October
03
  1:34:07 PM

US bioethics council grills experts on conscientious objection

With conscientious objection emerging as a surprise bioethical headline over the past month, it turns out that the President's Council on Bioethics is preparing for a white paper on this very topic. Council chair Edmund Pellegrino prefaced testimony from some prominent ethicists on September 11 and 12 wtih an explanation of the scope of the Council's study: "In light of the growth and emergence and almost absolutization of patient autonomy, how are the two to be balanced? And what is the present status, both legally and morally, of the sanctity of the human conscience? Should the health professional be morally neutral...?"

The first to speak was Father John Paris, a bioethicist from Boston College. His speech outlined the notion of conscience as a fallible but generally reliable interpreter of immutable moral truth in Catholic thought from the New Testament to Thomas Aquinas to the Second Vatican Council. Exasperated by Father Paris's theological emphasis, Council member Alfonso Gomez-Lobo interjected that conscience can be defended "can be defended on purely rational grounds". To which, without any apparent irony, Father Paris replied that Yes, Thomas Aquinas would agree with that.

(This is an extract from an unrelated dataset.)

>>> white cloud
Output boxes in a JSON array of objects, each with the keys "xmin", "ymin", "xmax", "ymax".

The next speaker was Anne Drapkin Lyerly, a bioethicist with the American College of Obstetrics and Gynecology. She was critical of doctors who refuse to do abortions or supply emergency contraceptives, and refuse to refer as well. She was roasted by Council member Robert P. George, a professor at Princeton, for promoting a "my way or the highway" view medical ethics.

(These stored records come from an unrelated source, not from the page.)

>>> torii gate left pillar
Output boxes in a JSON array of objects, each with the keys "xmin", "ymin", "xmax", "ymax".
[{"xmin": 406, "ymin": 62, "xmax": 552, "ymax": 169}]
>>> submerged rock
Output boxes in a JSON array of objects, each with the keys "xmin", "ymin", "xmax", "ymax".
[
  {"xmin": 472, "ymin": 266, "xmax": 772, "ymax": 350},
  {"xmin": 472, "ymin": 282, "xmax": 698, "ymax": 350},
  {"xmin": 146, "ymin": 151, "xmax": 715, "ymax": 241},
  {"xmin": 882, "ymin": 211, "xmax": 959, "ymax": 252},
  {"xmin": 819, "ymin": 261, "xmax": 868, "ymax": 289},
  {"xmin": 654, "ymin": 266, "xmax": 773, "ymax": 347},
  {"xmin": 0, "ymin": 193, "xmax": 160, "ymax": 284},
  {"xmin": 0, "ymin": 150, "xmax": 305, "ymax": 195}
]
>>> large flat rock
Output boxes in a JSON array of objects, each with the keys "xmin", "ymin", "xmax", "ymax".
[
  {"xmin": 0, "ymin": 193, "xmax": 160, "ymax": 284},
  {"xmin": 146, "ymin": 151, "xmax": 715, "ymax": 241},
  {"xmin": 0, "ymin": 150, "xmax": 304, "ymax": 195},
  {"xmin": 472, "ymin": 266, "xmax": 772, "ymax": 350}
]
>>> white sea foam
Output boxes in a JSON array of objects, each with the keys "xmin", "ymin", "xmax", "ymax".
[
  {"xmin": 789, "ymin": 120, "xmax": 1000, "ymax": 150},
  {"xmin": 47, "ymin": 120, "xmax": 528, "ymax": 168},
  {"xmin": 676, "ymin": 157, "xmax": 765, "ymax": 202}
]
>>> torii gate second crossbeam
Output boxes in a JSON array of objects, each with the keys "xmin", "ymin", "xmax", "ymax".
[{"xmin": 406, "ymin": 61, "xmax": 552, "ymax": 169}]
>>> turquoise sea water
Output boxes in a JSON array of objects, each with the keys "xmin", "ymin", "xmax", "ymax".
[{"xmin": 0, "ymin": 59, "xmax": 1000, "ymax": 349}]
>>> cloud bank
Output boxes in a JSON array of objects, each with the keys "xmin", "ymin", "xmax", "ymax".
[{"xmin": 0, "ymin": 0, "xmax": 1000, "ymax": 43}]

The next speaker was Howard Brody, of the University of Texas Medical Branch, who sternly criticised the Catholic view of conscience. He preferred to see conscience as keeping faith with special moral mentors – with colleagues, in the case of healthcare workers. The rights of conscience should never trump the needs of patients, in his opinion.

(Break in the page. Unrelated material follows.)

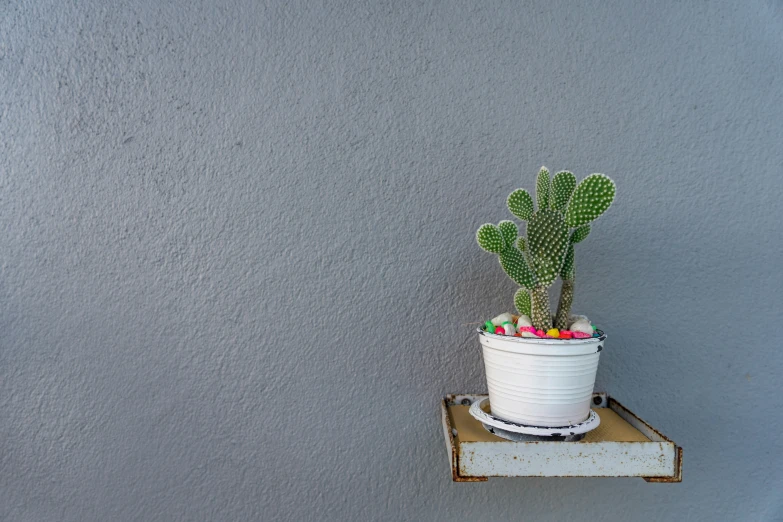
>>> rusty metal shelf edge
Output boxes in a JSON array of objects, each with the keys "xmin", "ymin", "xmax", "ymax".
[{"xmin": 440, "ymin": 392, "xmax": 682, "ymax": 483}]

Finally, Farr Curlin, of the University of Chicago, criticised what he termed the "patient sovereignty model" promoted by the previous two speakers. In his view, if doctors always acceded to patients' requests without reference to their consciences, the outcome will be less than ideal. "Patients gain technicians, it seems to me — technicians who are committed to cooperation, and they lose healers committed to health. They gain control over physicians, but thereby divest physicians of responsibility. As a result, physicians can wash their hands of patients' decisions so long as the physician gives accurate information and provides technically proficient health care services."